So I know it just seems like to us to be more prudent with that 1% just as we look at it. And obviously, I can tell you our company and teams goal is to do a lot less than 1% in terms of lost rent this year. So yes, we’ll continue to update that as we go through the year to investors. And right now, we just think at the beginning of this year, just given some of the economic uncertainties that we want to be a little bit more conservative as we think about it.
Mike Hughes: Haendel, as Jackson mentioned, I mean that is a normal assumption that we start the year with. And one thing that makes it kind of a headwind to our guidance this year is that last year was just so good. We had very, very little loss rent. So just from a year-over-year kind of lapping the year standpoint. That assumption does create a headwind in our guidance.
Jackson Hsieh: And one thing, if you look at our unit coverage and corporate coverage, you’ll notice that there wasn’t much change between the third and fourth quarter. And look, we’re seeing good performance in a lot of lines of businesses. The casual dining area, convenience stores, auto services, home furnishings, golf and particularly well, specialty retail. And obviously, there’s some areas that have a little bit more pressure, car dealerships right now are dealing with some additional inventory and floor plan financing is going up. So I think in balance, it’s basically the same, but we’re just obviously being a lot more vigilant, staying close to our tenants right now.
Operator: Your next question comes from Michael Goldsmith with UBS.
Michael Goldsmith: You went heavy with industrial acquisitions this quarter, which has been telegraphed, but 75% of your activity was it industrial, industrial penetration picked up 230 basis points. So I guess as you continue to kind of transform the portfolio, have your assumptions kind of been correct in that this is where you want to be. What are you seeing kind of within the industrial category now?
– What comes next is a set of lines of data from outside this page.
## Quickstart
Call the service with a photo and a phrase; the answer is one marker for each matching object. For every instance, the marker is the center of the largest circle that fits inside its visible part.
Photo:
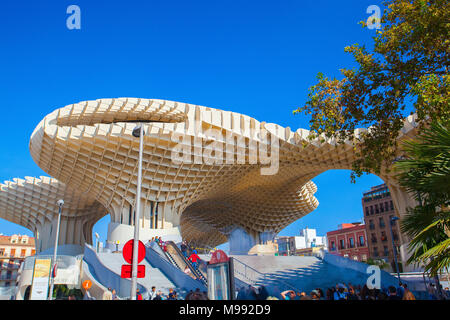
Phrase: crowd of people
(341, 292)
(110, 294)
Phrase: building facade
(13, 251)
(378, 211)
(302, 244)
(206, 173)
(349, 241)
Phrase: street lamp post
(391, 222)
(137, 132)
(97, 236)
(60, 203)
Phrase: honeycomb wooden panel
(89, 148)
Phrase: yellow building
(13, 251)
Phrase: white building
(307, 239)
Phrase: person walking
(138, 295)
(152, 294)
(194, 259)
(393, 294)
(107, 295)
(183, 247)
(407, 295)
(87, 295)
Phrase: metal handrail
(260, 274)
(195, 272)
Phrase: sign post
(127, 252)
(41, 277)
(220, 277)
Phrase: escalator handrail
(196, 272)
(168, 256)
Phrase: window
(374, 238)
(375, 252)
(333, 246)
(352, 243)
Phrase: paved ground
(153, 276)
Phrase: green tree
(407, 67)
(425, 173)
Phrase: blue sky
(253, 57)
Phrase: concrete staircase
(303, 273)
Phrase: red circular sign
(218, 256)
(127, 251)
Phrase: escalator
(176, 257)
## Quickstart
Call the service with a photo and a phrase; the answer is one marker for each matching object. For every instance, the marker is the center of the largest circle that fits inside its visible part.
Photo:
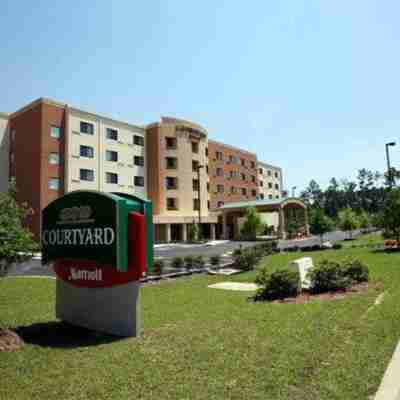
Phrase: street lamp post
(390, 175)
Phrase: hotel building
(178, 179)
(270, 181)
(56, 148)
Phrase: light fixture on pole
(390, 174)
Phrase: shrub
(189, 262)
(328, 276)
(215, 260)
(356, 270)
(246, 260)
(178, 263)
(158, 267)
(199, 261)
(279, 284)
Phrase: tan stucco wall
(265, 178)
(4, 154)
(125, 148)
(185, 193)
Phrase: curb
(389, 388)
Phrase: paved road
(167, 252)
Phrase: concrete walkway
(389, 388)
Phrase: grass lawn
(201, 343)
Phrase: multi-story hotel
(233, 174)
(4, 152)
(52, 148)
(270, 182)
(178, 179)
(56, 148)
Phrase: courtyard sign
(100, 245)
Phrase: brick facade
(236, 172)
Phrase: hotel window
(138, 181)
(111, 177)
(138, 160)
(172, 162)
(54, 183)
(195, 147)
(112, 134)
(54, 158)
(55, 132)
(87, 128)
(86, 175)
(111, 156)
(196, 204)
(138, 140)
(171, 183)
(86, 151)
(170, 143)
(195, 165)
(172, 203)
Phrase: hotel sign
(86, 226)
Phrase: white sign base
(114, 310)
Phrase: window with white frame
(54, 183)
(86, 175)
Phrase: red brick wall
(31, 147)
(238, 183)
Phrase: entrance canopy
(291, 216)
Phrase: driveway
(168, 251)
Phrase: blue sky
(312, 86)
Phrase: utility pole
(390, 174)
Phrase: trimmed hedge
(279, 284)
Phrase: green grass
(201, 343)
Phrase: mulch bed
(9, 341)
(305, 296)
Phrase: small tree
(16, 242)
(253, 224)
(348, 221)
(390, 220)
(320, 223)
(365, 221)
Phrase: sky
(311, 86)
And I guess, kind of like just generally, with this macro backdrop, what are you seeing on the retail side? And is that just considered maybe more risky just given the economic environment. Thanks.
Jackson Hsieh: Sure. I’ll start. Thanks. This is Jackson. Look, I think one of the reasons why we were so successful this past quarter in the industrial area is that just the challenges in the corporate financing markets, bank debt, high yield has made a sale-leaseback option, a more compelling financing option long-term for corporate tenants. And that’s particularly the case that we highlighted this past quarter in the industrial space. I mean for us, we have this three-pronged approach that we talk about all the time, industry duration, tenant credit, real estate. And we’re going to stick to that. We’ve been doing that since we all joined here at this company since we’ve reshaped it beginning in 2017. And I think it’s going to pay off.
Obviously, we talk a lot about Party City. We fundamentally have underwritten assets that way in the industrial sector as well as retail. And we think that the things that we’re buying today in the industrial sector are just super mission-critical, especially some of this industrial outdoor storage facilities that we’re buying. That doesn’t mean that we’re not going to do retail. We still like it. We obviously, are very close to a handful of tenants and industries that we’re particularly still bullish around. But I think that the crack in the financing markets corporately have enabled us to be more competitive in this industrial space. That’s why you’re seeing it increase. The mortgage financing market has sort of made it more challenging for some of the private equity players, real estate private equity players that compete against us in this sector.
So I think we’re going to continue to make progress this year. And obviously, as the markets become to normalize and get more competitive again, we may have to shift away from industrial. But right now, we’re seeing really good opportunities to sort of fit the things the criteria that we underwrite to.